1 Confusion. Sometimes when we learn something new, like “color is an illusion,” it takes us a while to reconcile the new and old pieces of information in our minds.

Science, and thus our ability to learn technical information about the world, is a very recent invention on the scale of human history. A hundred years ago, people didn’t know why the sky is blue; two hundred years ago, they didn’t know what stars are made of. They didn’t have technical answers; they only had he lower-level explanations.

So it is understandable that people, especially students, sometimes take a while to integrate new information into a coherent view of the world, and in the meanwhile respond at incorrect levels in conversation. (Nerds do this a lot.)

2 Cognitive dissonance. This is similar to confusion, but happens because people have some reason–usually political bias–for wanting a particular answer. People may be genuinely confused about colors, but no one experiences cognitive dissonance about it. People experience cognitive dissonance about questions like, “Are men and women the same?” or “Do gun restrictions save lives?”

It is much easier to invoke confused logic to support your points when you want a particular outcome for political reasons.

3 Deception. This is confusion on purpose.

There is an old story that when Denis Diderot was in Russia, visiting the court of Catherine the Great, he managed to annoy her majesty via his arguments in favor of atheism. Catherine called upon the great mathematician Leonard Euler to defend God. Euler proclaimed, “(a+b^n)/n = x, therefore God exists,” and the great but mathematically uninclined philosopher left in confusion.
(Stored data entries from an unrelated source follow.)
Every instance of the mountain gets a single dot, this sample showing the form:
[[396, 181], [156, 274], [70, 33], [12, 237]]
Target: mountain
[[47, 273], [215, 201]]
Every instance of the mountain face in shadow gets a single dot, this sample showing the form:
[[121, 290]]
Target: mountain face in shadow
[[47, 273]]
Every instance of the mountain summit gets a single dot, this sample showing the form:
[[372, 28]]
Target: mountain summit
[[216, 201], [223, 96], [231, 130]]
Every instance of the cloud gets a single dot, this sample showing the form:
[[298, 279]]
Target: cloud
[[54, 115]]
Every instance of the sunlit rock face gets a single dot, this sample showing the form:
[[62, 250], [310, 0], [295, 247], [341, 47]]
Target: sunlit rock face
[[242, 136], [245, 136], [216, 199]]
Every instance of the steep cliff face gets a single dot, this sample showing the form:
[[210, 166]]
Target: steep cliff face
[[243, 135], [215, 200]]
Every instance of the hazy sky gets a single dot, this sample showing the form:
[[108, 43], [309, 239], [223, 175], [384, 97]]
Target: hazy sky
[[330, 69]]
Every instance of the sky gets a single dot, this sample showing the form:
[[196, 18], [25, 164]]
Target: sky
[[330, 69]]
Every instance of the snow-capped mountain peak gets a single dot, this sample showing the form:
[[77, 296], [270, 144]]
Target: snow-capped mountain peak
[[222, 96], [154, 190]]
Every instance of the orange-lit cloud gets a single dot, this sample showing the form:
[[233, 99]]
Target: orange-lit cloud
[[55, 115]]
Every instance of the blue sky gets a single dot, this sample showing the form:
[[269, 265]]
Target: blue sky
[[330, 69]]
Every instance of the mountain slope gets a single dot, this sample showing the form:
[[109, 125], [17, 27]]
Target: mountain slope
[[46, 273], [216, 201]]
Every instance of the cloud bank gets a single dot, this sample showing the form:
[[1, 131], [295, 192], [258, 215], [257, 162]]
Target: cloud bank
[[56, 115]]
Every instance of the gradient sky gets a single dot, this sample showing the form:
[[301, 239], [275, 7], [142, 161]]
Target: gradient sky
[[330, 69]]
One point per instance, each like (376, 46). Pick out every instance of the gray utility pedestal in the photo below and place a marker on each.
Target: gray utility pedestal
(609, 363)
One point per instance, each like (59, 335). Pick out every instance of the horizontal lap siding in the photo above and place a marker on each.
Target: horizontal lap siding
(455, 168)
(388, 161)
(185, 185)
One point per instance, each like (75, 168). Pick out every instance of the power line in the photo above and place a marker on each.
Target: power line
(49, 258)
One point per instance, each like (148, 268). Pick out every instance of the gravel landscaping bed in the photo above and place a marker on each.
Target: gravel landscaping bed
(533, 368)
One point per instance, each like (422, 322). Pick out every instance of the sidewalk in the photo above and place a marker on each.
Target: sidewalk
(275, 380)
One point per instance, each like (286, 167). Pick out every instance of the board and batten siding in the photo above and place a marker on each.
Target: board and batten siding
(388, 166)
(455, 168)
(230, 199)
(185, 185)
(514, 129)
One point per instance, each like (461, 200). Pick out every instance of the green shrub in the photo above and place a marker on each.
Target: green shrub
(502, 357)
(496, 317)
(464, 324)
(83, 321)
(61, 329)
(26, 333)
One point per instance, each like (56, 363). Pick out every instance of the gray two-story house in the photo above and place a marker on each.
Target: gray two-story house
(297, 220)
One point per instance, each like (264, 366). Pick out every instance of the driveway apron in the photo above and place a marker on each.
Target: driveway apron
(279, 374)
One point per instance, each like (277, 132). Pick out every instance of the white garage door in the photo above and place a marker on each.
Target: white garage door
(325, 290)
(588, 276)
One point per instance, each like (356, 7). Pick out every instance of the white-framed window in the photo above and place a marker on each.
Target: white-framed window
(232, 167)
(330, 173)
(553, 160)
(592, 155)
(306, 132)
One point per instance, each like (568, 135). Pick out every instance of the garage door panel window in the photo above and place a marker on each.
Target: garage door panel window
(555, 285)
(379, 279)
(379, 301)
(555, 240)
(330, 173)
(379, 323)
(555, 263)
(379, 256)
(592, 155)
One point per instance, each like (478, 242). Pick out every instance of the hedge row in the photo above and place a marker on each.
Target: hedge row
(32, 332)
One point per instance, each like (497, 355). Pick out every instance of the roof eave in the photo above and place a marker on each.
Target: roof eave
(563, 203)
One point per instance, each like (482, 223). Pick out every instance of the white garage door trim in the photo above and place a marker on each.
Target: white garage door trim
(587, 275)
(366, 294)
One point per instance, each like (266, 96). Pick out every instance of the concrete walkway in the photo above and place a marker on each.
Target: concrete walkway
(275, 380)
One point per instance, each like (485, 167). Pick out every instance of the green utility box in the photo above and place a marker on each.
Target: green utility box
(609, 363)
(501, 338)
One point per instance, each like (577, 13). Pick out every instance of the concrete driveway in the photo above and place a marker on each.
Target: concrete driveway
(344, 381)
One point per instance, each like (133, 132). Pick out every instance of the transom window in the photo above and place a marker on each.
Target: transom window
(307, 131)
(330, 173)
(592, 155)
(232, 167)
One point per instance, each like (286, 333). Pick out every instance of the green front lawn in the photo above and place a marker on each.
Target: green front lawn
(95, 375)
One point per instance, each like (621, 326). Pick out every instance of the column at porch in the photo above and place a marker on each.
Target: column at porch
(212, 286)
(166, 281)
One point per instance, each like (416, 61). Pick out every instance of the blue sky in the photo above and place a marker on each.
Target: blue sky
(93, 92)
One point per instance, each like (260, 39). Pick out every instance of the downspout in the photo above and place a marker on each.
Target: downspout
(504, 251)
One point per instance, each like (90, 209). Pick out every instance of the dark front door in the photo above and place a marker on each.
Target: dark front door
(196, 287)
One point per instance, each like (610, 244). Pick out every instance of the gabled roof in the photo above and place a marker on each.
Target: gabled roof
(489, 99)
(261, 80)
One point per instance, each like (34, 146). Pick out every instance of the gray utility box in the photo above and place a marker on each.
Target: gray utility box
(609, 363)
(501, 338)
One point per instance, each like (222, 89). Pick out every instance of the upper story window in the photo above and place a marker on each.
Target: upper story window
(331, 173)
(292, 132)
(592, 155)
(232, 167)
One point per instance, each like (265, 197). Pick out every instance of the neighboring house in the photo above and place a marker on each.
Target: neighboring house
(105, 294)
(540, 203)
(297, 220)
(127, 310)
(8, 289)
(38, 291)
The story is probably not true, but it illustrates the principle: sufficiently complicated arguments can confuse non-experts even when they are totally irrelevant. (Related: SSC post on Eulering.) Switching levels on someone is a fast and easy way to confuse them, especially if you have studied the subject more than they have.

People do this when they want a particular outcome, usually political. For example, people who want to promote trans rights will recount an array of technical, medical intersex conditions in order to claim that the biological categories of “male” and “female” don’t exist. Of course, the biological categories of “male” and “female” do exist, as do people with rare genetic disorders; the one does not disprove the other, and neither tells you what to do about anything trans-related.

I feel like there needs to be some efficient (and recognized) way of saying, “Yes, this is true, but on a different level from the one I am addressing. At the level I am addressing, this is false.”